We came down to a lake, then ascended again and emerged at last in the top streets of Lacelle, among bald, newly-built houses that were at odds with everything around them – the beautiful landscape that we had been walking in, and the graceful buildings of the old village further down.
On the main road we were pleased to see activity at the Hotel Moderne, a venerable stone building whose title must surely have been a joke. We were in need of our morning coffee, although it was nearly 1 o’clock and people were having lunch inside.
We crammed ourselves into a table on the footpath for this, and asked our plump waitress about eating here in the evening. They would be open, she said, and we promised to return.
The camping ground was immediately behind the hotel, a neatly-mowed area of grass, almost deserted. The office was closed, but there was a telephone box nearby, which was convenient, as we wanted to ring one of our family in Australia before it got too late (2 pm in France was 10 pm in Australia).

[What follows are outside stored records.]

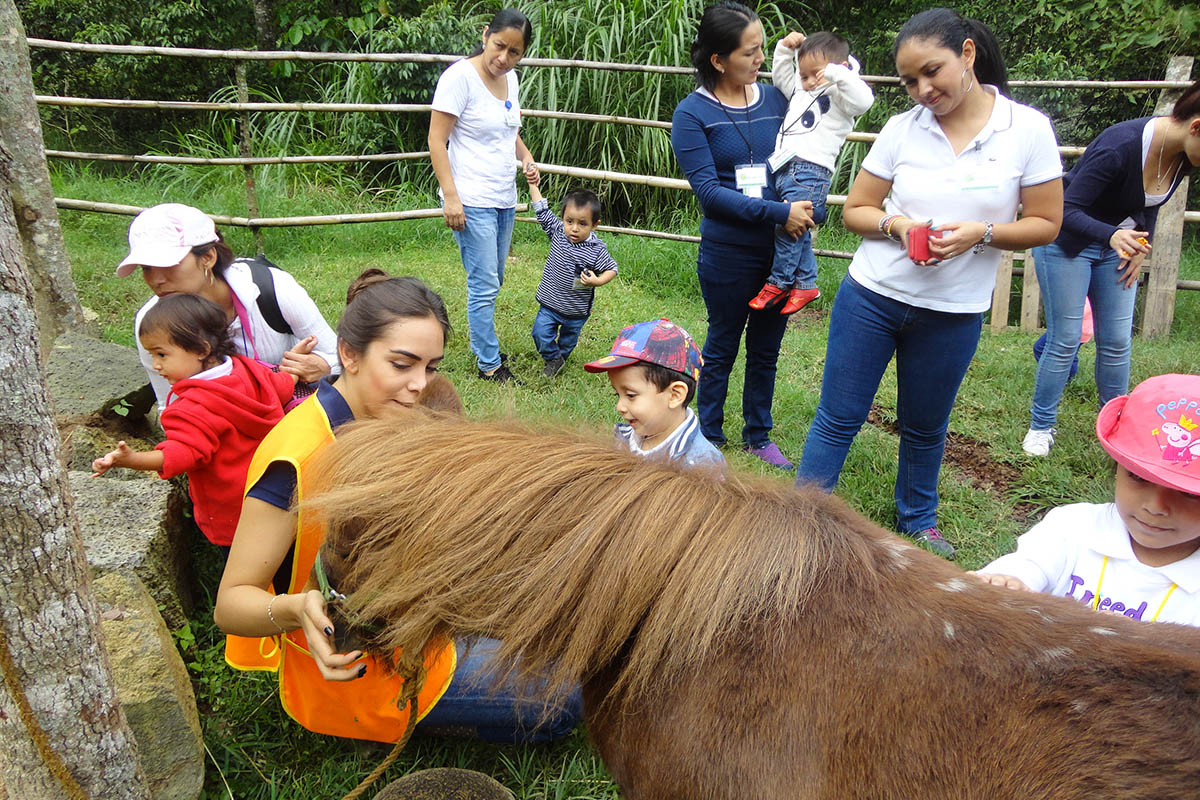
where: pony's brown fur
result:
[310,414,1200,800]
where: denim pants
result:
[796,278,983,534]
[1030,242,1138,431]
[767,158,833,289]
[696,240,787,447]
[416,638,583,745]
[533,306,588,361]
[454,205,516,372]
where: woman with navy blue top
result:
[671,2,812,469]
[1021,82,1200,456]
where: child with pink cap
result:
[976,374,1200,625]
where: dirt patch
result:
[866,403,1038,522]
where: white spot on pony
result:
[1038,648,1075,663]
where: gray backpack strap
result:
[238,255,295,336]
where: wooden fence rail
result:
[28,38,1200,337]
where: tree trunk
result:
[0,0,85,363]
[254,0,280,50]
[0,143,150,800]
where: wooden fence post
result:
[1141,55,1193,338]
[1021,249,1042,332]
[233,61,266,255]
[990,249,1013,333]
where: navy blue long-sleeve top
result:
[671,84,791,247]
[1055,116,1183,255]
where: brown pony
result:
[304,414,1200,800]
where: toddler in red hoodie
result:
[91,294,295,547]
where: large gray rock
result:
[68,471,192,630]
[91,572,204,800]
[46,332,155,426]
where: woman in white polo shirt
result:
[797,8,1062,557]
[428,8,538,383]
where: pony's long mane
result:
[305,414,896,697]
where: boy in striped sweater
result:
[529,172,617,378]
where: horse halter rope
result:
[312,549,425,800]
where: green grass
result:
[55,169,1200,798]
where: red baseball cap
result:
[1096,374,1200,494]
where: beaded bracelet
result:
[878,213,901,242]
[266,595,287,633]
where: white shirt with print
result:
[979,503,1200,625]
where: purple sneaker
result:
[743,441,796,471]
[908,528,954,559]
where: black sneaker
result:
[541,359,566,378]
[908,528,954,559]
[479,363,521,386]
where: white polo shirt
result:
[979,503,1200,625]
[850,85,1062,313]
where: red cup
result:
[908,225,942,261]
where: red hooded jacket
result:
[156,355,294,547]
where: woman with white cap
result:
[116,203,337,411]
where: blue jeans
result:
[767,158,833,289]
[796,278,983,534]
[416,638,583,745]
[1030,242,1138,431]
[533,306,588,361]
[454,205,516,372]
[696,240,787,447]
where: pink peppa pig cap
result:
[116,203,220,278]
[1096,374,1200,494]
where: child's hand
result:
[523,161,541,186]
[280,336,329,384]
[967,572,1033,591]
[779,30,808,50]
[91,441,133,477]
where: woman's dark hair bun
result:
[346,266,391,306]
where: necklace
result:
[1154,122,1180,188]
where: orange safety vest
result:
[226,396,457,742]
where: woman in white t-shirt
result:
[796,8,1062,557]
[430,8,538,383]
[116,203,341,411]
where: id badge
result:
[767,148,796,174]
[733,164,767,197]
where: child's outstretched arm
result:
[91,441,162,477]
[770,30,804,98]
[824,56,875,116]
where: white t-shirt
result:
[433,59,521,209]
[133,261,341,411]
[850,86,1062,313]
[979,503,1200,625]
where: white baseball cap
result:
[116,203,220,278]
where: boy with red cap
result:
[977,375,1200,625]
[583,319,725,469]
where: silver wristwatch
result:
[971,222,995,253]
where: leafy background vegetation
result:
[18,0,1200,798]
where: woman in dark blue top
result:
[671,2,812,469]
[1021,82,1200,456]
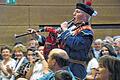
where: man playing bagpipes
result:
[26,0,96,80]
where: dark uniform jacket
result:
[59,24,93,79]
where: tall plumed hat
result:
[76,3,95,16]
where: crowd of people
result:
[0,3,120,80]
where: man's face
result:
[94,42,102,51]
[15,50,23,59]
[101,47,109,55]
[73,9,86,23]
[47,56,56,70]
[2,49,11,59]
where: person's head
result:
[13,44,27,59]
[28,38,39,48]
[55,70,72,80]
[73,3,94,23]
[100,44,116,57]
[113,38,120,47]
[27,47,36,61]
[93,39,103,51]
[1,46,12,60]
[48,48,69,71]
[96,55,120,80]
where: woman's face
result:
[73,9,86,23]
[101,47,109,55]
[27,51,33,61]
[96,62,110,80]
[15,50,23,59]
[2,49,11,59]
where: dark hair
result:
[99,55,120,80]
[51,54,69,67]
[55,70,72,80]
[1,45,12,53]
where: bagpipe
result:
[15,18,85,59]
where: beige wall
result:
[0,0,120,45]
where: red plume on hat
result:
[85,0,94,6]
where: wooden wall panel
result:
[30,6,74,25]
[0,6,29,25]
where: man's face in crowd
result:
[15,50,23,59]
[73,9,86,23]
[2,49,11,59]
[94,42,102,51]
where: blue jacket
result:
[58,26,93,79]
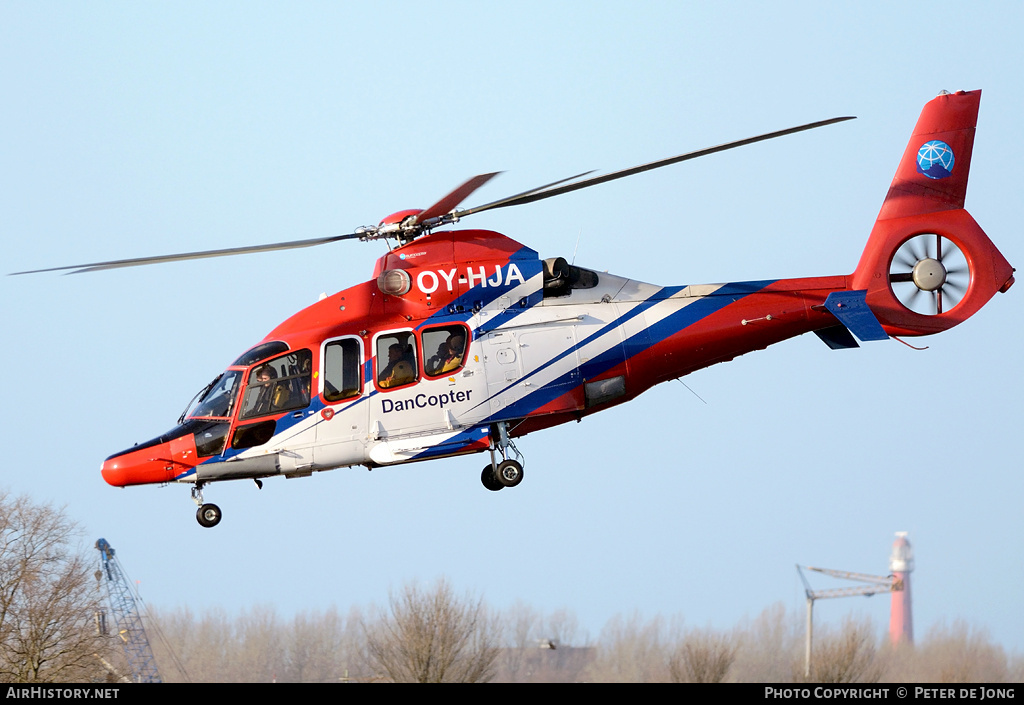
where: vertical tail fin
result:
[852,90,1014,335]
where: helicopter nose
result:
[100,443,186,487]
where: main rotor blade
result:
[8,233,361,277]
[457,116,855,217]
[415,171,502,222]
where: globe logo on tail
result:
[918,139,954,178]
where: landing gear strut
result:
[193,483,223,529]
[480,421,522,492]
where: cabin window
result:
[423,326,469,377]
[377,331,419,389]
[324,338,362,402]
[239,349,312,419]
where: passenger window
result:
[324,338,362,402]
[377,331,420,389]
[239,350,312,419]
[423,326,468,377]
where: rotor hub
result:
[913,257,946,291]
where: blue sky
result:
[0,1,1024,653]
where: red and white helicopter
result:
[17,91,1014,527]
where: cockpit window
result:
[239,349,312,419]
[185,370,242,418]
[231,340,288,367]
[377,331,420,389]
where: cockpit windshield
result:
[185,370,242,418]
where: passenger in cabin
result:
[437,333,466,374]
[424,340,452,375]
[292,357,313,406]
[377,343,416,389]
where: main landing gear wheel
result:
[196,504,222,529]
[495,460,522,487]
[480,464,505,492]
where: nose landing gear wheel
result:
[495,460,522,487]
[196,504,222,529]
[480,465,505,492]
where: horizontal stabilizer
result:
[818,290,889,347]
[814,326,860,350]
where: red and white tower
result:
[889,531,913,645]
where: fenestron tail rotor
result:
[11,117,853,275]
[889,233,971,316]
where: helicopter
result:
[14,90,1014,528]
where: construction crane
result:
[96,539,161,682]
[797,564,903,678]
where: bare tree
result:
[364,579,499,682]
[886,620,1019,683]
[0,493,106,682]
[669,629,736,682]
[810,617,883,682]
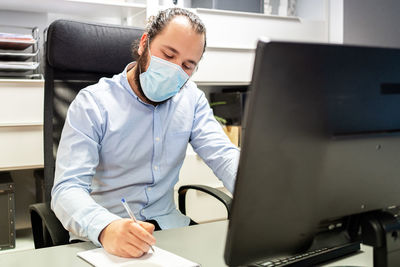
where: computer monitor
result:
[225,41,400,265]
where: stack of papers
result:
[78,246,200,267]
[0,61,39,71]
[0,32,36,50]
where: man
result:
[51,8,239,257]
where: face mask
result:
[139,42,189,102]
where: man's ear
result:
[138,32,148,56]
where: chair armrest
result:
[29,202,69,248]
[178,185,232,219]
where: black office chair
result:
[29,20,231,248]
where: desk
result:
[0,221,372,267]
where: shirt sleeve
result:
[190,92,240,193]
[51,90,120,246]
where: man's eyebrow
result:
[163,45,197,65]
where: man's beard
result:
[134,45,169,105]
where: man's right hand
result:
[99,219,156,258]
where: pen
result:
[121,198,154,252]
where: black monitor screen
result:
[225,41,400,265]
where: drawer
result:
[0,125,43,170]
[0,80,44,126]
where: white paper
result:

The door to the phone box opened inwards in such a way that it collided with the apparatus, leaving a space too small to squeeze through. It was all very mysterious.

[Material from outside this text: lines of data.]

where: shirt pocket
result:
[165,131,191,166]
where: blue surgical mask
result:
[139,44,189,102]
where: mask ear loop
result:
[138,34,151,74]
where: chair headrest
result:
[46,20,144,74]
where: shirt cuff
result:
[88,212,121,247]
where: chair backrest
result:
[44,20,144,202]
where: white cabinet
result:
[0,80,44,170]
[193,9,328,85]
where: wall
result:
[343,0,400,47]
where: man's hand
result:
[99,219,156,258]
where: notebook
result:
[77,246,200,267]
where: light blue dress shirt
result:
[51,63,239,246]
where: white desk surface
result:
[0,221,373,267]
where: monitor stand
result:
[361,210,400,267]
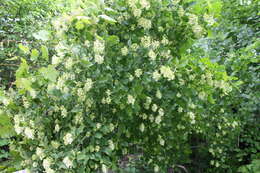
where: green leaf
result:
[98,14,116,23]
[33,30,50,41]
[106,35,120,46]
[18,44,30,54]
[41,45,49,61]
[95,133,102,139]
[15,58,29,78]
[39,65,59,82]
[15,78,32,91]
[0,111,15,138]
[31,49,39,61]
[75,20,84,30]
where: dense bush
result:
[1,0,243,172]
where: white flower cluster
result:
[127,95,135,105]
[138,17,152,30]
[62,156,73,169]
[42,158,55,173]
[121,46,128,56]
[144,97,152,109]
[203,13,215,26]
[160,66,175,80]
[108,140,115,150]
[135,68,143,78]
[139,123,145,132]
[63,133,73,145]
[93,39,105,64]
[189,14,203,36]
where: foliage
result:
[239,160,260,173]
[189,1,260,172]
[2,0,242,172]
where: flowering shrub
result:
[2,0,241,173]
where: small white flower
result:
[203,13,215,26]
[153,165,159,172]
[141,36,151,48]
[129,74,134,81]
[178,107,183,113]
[45,168,55,173]
[139,123,145,132]
[93,39,105,54]
[152,104,158,112]
[155,115,162,124]
[54,124,60,132]
[188,112,195,120]
[127,95,135,105]
[96,123,101,129]
[121,46,128,56]
[95,145,100,152]
[42,158,52,170]
[95,54,104,64]
[63,156,73,168]
[84,78,93,92]
[108,140,115,150]
[63,133,73,145]
[102,164,107,173]
[159,138,165,146]
[135,69,143,77]
[158,108,164,116]
[153,70,161,81]
[156,90,162,99]
[138,17,152,29]
[65,58,73,69]
[140,0,150,10]
[133,8,142,17]
[160,66,175,80]
[148,50,157,61]
[24,127,34,139]
[14,124,23,135]
[36,147,45,160]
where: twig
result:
[0,64,19,67]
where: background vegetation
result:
[0,0,260,173]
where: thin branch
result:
[0,64,19,67]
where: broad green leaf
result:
[15,78,32,91]
[75,20,84,30]
[41,45,49,61]
[98,14,116,23]
[15,58,29,78]
[33,30,50,41]
[39,65,59,82]
[31,49,39,61]
[18,44,30,54]
[0,110,15,138]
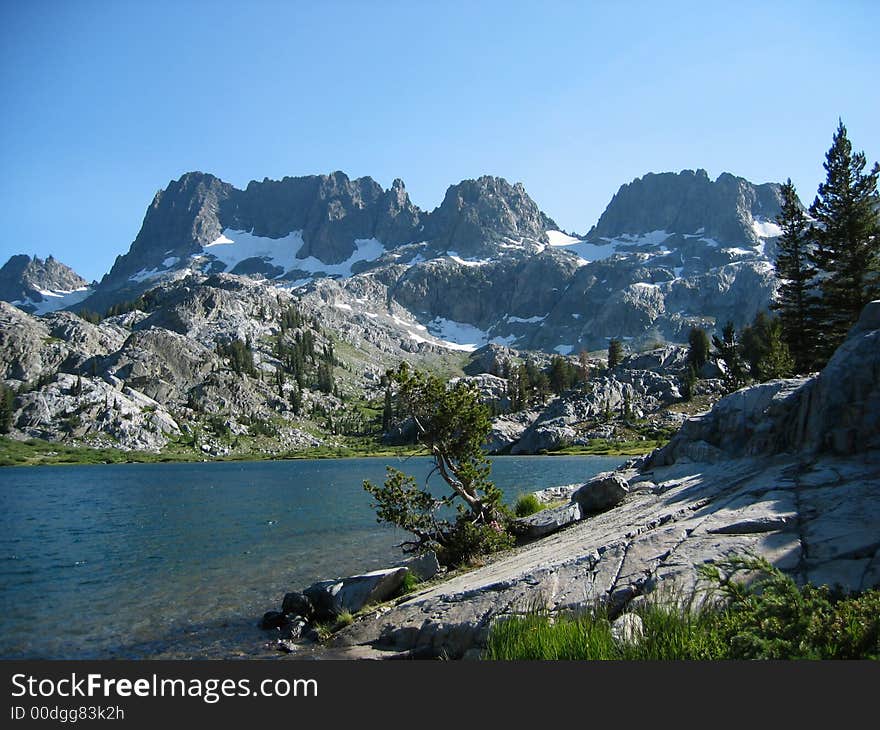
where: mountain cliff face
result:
[587,170,781,246]
[0,254,89,314]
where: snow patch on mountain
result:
[446,251,493,266]
[10,286,92,315]
[752,218,782,238]
[544,231,580,246]
[203,228,385,277]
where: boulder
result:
[260,611,287,630]
[281,592,315,619]
[572,472,629,514]
[514,502,581,540]
[395,550,440,580]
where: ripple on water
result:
[0,457,620,659]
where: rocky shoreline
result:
[262,301,880,659]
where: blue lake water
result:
[0,456,623,659]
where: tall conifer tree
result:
[772,178,816,373]
[810,121,880,362]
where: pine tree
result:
[712,322,746,394]
[688,327,709,374]
[758,319,794,383]
[382,385,394,433]
[771,178,817,373]
[0,383,15,433]
[810,121,880,364]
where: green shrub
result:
[437,514,514,568]
[513,493,544,517]
[484,557,880,661]
[398,570,422,596]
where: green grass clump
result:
[398,570,422,596]
[484,557,880,661]
[513,493,545,517]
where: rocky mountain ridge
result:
[3,166,792,354]
[0,254,91,314]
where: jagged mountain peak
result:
[0,254,89,314]
[587,169,781,245]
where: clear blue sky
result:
[0,0,880,279]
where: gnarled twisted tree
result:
[364,364,506,552]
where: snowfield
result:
[203,228,385,277]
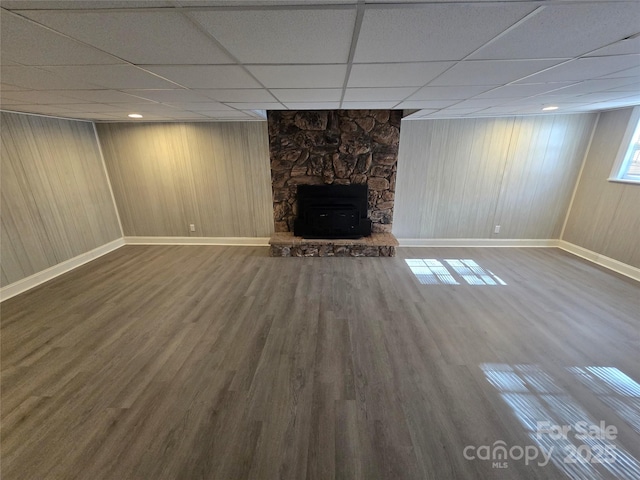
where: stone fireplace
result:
[267,110,402,256]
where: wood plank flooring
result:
[0,246,640,480]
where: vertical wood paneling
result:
[97,122,273,237]
[393,115,595,239]
[1,113,121,286]
[494,115,596,239]
[563,108,640,267]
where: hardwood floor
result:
[1,246,640,480]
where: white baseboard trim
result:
[0,238,125,302]
[398,238,558,247]
[124,237,269,247]
[557,240,640,282]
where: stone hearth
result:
[269,232,398,257]
[268,110,402,233]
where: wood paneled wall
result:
[97,122,273,237]
[0,112,122,286]
[393,114,596,239]
[562,108,640,268]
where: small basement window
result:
[609,107,640,183]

After trying various contortions, we managed to wrench it outwards and entered triumphantly, only to find that it would only ring emergency numbers.
By this time we had pretty well made up our joint mind that discretion was the better part of valour, and that we should cut the walk short in the interests of my eye. It was then that we found out that there was no bus service and, although there was a railway station, the train did not take passengers.
The idea of walking 15 km along the highway to Eymoutiers to catch a train did not appeal, so we fell back on the old standby of our youth, hitch-hiking (or auto-stop as it is called in France).
For a long time we had no success. I sat demurely on the wall while Keith extended his thumb to a stream of uncaring traffic.
Then a car, having already gone past us, swerved to a stop and backed up beside us, revealing the couple from Rouen with whom we had chatted at the Pot d’Acceuil in the camping ground.
They never pick up hitch-hikers, they said, but they had recognised us as they shot past. We asked to be dropped at Eymoutiers, but when we discovered that they were on their way to Limoges, we changed our request.
After an hour of pleasant conversation with these splendid people, we got out, with many thanks, at the railway station of Limoges.
During the three-hour trip to Paris we ate our very late lunch and that evening we were installed at the Paris camping ground in the Bois de Boulogne.
A few days later we arrived home, where I was pronounced in need of another operation on my eye, as I had suspected.
This time everything went well and I was soon able to face the world without having one side of my face held together with sticking plaster. Medical misfortunes had cut short this walk as well as the previous one, but that had only strengthened our desire to repeat the experience more successfully next time.
Leaving Lacelle
Under normal circumstances no walking holiday would end in Lacelle. Apart from walking to Eymoutiers (which means that your walk has not yet ended), the choice for leaving seems to be hitch-hiking or organising a taxi to pick you up.